One difficult aspect is looking at a project, and honestly evaluating what is working and what is not working about it, and being able to reframe around the aspects that are working, even if it is not the full ambitious scope you set out for. Our original project was going to be on shape discrimination, but that changed.

The main reason for the change was that we really didn’t know enough about some of the more basic aspects of touch encoding to jump to a higher order feature like shape. It was difficult for me to admit, but we needed to answer more basic questions first: how does spatially precise information get from whisker-surface contact to the brain? We reframed our questions about shape to start from what was known and unknown about texture.

Despite all of that, the project worked out well. I think the compromises ended up making it a stronger paper in the end.

On your website you describe yourself as a “neuroscientist and poet.” How do these aspects of your personality interact?

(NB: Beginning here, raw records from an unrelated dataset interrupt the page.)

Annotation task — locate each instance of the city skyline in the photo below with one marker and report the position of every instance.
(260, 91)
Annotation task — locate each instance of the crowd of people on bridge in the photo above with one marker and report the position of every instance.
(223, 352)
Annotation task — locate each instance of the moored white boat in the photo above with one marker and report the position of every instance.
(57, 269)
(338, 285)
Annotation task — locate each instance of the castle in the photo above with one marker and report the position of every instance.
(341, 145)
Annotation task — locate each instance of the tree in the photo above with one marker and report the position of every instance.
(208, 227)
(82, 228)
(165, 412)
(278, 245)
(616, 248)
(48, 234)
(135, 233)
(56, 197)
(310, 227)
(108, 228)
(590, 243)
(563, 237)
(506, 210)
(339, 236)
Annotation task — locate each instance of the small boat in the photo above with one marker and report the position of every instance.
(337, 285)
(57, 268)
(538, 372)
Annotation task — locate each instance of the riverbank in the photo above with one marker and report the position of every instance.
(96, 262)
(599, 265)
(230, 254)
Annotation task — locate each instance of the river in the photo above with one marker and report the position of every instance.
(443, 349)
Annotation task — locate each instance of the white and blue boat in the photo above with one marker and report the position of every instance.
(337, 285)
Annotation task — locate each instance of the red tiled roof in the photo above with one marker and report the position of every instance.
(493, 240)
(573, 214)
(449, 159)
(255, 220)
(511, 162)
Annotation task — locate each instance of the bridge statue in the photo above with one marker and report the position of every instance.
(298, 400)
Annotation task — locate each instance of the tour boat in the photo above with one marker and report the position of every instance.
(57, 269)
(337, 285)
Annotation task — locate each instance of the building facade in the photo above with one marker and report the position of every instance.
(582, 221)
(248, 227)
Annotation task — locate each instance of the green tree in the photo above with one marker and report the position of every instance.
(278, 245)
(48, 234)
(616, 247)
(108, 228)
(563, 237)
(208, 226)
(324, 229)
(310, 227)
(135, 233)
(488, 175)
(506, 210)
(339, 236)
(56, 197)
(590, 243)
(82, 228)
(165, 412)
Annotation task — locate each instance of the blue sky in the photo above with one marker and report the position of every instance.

Both are a way for me to try to understand and communicate something about experience. What excites me about the neuroscience I do is trying to understand how brain activity generates truths about the world. For me, poetry is an opportunity to create experiences that pass between people. It’s fun to try to condense a complicated world to a nugget of text that can then evoke a similar experience in someone else. It has been good for me to have the balance of staying excited about these bigger questions while I’m answering these things that often require a lot of painstaking detail. I am excited to say that I’ve been working on a book of poems called “Grid Poems Vol. I” which will be available soon.

by Georgeann Sack
Original Publication: June 17, 2017


Additional Information


Updates

Isett, B.R., Feasel, S.H., Lane, M.A., and Feldman, D.E. (2018). Slip-Based Coding of Local Shape and Texture in Mouse S1.Neuron 97, 418–433.e5.

Brian is currently a postdoc in the Gittis Lab at Carnegie Mellon University (started January 2018).